Character development in “The Things They Carried” can be summed up in the imagination and memory of Lieutenant Cross.  His “relationship” with Martha is 99.99% in his head.  He took her to the movies once.  He has two pictures of her in his wallet-one another suitor of hers took and she gave to him, and the other, was of her playing volleyball that he cut out of her yearbook.  His imagination was obsessed with her virginity.  He kept her letters wrapped in plastic as if they were a holy object, even though they were superficial and vague.  One could argue that it was his carefully constructed memory of Martha that helped him make it through the war.  For the time that he carried her pictures, her letters, and the pebble she sent him, he was made so much heavier by those few ounces.

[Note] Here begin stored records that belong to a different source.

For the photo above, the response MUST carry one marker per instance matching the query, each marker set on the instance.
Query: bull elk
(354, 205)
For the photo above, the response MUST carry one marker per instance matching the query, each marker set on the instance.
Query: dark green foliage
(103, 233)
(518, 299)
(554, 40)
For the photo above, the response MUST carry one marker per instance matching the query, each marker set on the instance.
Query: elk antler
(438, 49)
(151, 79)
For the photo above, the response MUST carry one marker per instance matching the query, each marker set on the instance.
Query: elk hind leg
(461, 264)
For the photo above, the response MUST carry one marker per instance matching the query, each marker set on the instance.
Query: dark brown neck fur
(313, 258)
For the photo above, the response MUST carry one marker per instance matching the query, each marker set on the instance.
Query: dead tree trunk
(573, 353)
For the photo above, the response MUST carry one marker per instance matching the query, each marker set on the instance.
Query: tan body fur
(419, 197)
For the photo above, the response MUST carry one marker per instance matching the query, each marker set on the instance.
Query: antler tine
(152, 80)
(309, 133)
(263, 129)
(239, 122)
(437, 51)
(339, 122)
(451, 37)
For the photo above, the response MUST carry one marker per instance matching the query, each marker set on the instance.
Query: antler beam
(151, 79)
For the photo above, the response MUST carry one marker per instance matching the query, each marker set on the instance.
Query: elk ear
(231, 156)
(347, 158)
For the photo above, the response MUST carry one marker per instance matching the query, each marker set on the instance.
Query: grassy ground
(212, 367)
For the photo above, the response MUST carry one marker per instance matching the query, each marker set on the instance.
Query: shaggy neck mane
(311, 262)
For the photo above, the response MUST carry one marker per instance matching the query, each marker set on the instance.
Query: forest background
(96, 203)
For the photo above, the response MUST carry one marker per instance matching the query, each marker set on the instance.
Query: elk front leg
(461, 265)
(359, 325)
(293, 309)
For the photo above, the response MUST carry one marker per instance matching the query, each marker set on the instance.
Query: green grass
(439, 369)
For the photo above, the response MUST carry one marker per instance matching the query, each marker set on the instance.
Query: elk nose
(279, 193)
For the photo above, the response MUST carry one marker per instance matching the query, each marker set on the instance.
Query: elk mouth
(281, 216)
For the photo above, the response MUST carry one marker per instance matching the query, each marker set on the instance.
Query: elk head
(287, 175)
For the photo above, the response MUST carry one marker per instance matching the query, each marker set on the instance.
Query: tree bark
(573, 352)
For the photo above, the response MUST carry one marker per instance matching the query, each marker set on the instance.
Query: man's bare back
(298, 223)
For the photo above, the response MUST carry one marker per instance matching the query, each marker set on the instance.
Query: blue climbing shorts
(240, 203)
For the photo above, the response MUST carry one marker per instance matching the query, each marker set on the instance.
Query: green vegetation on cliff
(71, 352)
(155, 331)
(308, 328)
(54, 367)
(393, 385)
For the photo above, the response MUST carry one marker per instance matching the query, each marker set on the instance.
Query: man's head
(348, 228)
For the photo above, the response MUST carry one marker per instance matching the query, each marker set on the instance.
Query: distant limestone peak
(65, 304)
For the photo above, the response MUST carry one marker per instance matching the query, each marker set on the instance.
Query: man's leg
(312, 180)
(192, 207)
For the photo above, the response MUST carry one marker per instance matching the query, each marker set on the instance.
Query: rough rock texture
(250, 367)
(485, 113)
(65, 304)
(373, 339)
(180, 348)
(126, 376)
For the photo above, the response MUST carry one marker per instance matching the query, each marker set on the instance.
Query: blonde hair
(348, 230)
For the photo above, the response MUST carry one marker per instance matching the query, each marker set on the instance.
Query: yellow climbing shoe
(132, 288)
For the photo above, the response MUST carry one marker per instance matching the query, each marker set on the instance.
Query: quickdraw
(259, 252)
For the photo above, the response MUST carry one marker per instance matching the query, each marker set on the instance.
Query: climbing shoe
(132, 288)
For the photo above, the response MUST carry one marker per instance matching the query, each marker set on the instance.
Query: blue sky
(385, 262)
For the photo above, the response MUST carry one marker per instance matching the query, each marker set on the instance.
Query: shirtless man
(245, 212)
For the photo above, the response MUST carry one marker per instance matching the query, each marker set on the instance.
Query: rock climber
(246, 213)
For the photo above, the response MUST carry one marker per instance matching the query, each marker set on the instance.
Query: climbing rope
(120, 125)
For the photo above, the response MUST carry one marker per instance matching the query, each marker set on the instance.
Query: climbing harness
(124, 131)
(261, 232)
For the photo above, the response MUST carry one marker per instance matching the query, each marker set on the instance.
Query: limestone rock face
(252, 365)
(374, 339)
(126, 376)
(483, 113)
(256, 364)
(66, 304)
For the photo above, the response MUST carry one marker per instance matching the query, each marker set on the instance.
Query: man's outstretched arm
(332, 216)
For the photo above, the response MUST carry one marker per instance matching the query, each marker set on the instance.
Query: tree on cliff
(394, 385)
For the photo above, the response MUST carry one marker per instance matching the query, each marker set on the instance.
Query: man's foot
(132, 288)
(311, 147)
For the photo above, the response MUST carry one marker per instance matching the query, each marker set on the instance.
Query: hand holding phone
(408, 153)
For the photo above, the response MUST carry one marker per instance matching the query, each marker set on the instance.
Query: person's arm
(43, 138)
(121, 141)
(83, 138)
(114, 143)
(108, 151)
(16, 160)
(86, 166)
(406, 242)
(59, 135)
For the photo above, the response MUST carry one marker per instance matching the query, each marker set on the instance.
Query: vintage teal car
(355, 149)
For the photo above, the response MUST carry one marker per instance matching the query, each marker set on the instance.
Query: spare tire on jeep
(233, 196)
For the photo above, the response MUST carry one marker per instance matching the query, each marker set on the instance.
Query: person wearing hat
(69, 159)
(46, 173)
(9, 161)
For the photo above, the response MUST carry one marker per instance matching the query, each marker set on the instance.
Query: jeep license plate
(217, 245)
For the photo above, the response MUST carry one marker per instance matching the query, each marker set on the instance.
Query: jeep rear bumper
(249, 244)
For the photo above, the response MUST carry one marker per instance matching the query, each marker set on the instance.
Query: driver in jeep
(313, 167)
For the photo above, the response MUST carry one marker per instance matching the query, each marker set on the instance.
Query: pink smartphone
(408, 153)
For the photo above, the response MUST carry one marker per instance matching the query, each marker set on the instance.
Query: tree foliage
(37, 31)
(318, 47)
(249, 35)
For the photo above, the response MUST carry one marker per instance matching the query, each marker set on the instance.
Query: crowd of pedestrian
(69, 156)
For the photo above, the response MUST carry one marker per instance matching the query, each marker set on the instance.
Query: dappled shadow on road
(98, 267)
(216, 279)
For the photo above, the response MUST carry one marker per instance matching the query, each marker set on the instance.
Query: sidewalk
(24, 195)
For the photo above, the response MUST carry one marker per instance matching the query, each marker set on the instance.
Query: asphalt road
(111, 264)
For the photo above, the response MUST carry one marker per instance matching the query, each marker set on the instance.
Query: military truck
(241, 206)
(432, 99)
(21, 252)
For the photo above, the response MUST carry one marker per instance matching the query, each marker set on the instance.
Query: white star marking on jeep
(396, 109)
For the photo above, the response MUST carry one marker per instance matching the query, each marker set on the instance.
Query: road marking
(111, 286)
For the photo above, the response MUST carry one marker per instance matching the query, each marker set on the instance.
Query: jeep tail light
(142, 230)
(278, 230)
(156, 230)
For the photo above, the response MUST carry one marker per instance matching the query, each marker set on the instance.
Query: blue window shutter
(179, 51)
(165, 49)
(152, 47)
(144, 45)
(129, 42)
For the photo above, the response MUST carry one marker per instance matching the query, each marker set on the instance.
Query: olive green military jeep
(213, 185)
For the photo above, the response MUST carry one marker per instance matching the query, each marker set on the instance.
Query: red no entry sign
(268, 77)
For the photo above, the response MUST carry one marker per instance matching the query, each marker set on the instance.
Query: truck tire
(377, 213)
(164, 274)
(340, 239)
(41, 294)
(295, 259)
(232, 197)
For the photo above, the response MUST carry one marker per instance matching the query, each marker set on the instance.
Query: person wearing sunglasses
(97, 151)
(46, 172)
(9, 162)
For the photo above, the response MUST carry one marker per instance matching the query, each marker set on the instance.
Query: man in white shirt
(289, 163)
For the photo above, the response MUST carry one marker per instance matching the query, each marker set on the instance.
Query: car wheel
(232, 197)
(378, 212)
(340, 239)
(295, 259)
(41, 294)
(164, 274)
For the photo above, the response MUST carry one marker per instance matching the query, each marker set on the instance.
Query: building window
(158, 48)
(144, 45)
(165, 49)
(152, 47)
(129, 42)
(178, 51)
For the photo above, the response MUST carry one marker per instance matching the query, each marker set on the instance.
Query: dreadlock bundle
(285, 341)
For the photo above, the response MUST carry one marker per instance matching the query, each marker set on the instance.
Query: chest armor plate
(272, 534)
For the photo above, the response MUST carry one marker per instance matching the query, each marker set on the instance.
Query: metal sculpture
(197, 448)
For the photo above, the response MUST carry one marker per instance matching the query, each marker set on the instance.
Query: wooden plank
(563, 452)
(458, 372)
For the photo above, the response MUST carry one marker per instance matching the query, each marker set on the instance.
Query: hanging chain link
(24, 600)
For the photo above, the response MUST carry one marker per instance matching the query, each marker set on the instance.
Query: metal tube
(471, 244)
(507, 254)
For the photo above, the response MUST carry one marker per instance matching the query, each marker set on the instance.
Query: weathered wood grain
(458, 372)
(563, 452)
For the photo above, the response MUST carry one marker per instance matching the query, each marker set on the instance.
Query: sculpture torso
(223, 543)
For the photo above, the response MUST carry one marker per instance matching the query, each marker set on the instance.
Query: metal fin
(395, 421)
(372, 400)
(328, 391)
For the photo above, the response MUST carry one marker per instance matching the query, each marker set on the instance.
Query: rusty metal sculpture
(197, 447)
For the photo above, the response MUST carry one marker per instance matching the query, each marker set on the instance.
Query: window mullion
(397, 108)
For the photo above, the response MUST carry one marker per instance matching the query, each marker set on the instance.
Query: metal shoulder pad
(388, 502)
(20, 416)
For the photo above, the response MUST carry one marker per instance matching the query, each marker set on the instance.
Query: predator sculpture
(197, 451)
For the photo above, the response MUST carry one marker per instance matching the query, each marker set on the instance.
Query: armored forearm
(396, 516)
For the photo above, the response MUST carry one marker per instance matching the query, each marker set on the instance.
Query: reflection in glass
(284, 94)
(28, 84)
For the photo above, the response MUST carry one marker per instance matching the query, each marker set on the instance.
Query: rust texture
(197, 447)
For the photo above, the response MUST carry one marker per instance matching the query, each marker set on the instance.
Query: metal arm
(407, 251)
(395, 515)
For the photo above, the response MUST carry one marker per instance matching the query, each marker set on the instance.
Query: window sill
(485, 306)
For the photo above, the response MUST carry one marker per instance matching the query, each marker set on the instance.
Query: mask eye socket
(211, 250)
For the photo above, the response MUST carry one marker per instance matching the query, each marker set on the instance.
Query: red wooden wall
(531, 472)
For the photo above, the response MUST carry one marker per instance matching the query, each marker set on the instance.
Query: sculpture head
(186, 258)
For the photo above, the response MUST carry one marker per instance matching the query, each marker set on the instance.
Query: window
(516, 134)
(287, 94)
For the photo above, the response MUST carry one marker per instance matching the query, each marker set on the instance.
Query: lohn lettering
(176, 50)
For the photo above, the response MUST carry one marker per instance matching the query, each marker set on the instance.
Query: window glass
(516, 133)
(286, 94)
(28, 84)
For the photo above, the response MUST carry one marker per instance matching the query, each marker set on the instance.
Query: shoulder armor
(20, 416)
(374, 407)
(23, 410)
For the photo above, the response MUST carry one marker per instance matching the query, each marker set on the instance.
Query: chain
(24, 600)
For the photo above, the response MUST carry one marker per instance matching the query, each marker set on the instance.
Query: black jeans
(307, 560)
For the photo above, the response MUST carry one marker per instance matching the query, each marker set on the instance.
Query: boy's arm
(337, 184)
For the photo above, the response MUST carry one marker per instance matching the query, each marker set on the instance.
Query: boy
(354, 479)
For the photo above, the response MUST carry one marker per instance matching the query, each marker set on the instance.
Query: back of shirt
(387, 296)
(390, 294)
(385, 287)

The Vietnam War took a toll on all who served.  This story demonstrates this by having the setting there.  “Because the nights were cold, and because the monsoons were wet, each carried a green plastic poncho that could be used as a raincoat or ground sheet or makeshift tent. With its quilted liner, the pon- cho weighed almost two pounds, but it was worth every ounce”.  The mercurial weather in Vietnam, where the days were so hot that some soldiers would risk walking around shirtless but the nights were bitterly cold, shows in what the men carry physically in their packs and mentally in their minds because of the weather.  The setting is also vastly different than what any American G.I. would have experienced at home.  There are no jungles in the United States, and unless a soldier spent all of their time in a swamp it is unlikely that they would have to deal with “jungle rot”.  Once they reached Vietnam, the soldiers didn’t just carry their packs with their gear and memories, they literally began to carry around the country.  “They carried the land itself — Vietnam, the place, the soil — a powdery orange-red dust that covered their boots and fatigues and faces. They carried the sky. The whole atmosphere, they carried it, the humidity, the monsoons, the stink of fungus and decay, all of it, they carried gravity”.  Vietnam itself soon clung to them and made them even heavier.
O’Brien crafted a tale of loss and grief with “The Things They Carried”.  It would be difficult to say which would weigh heavier with Lieutenant Cross- the death of Ted Lavender or the faux relationship with Martha.  Either way, he will carry both, as all the other soldiers will carry their packs with them, long after the weapons and rations have been emptied out.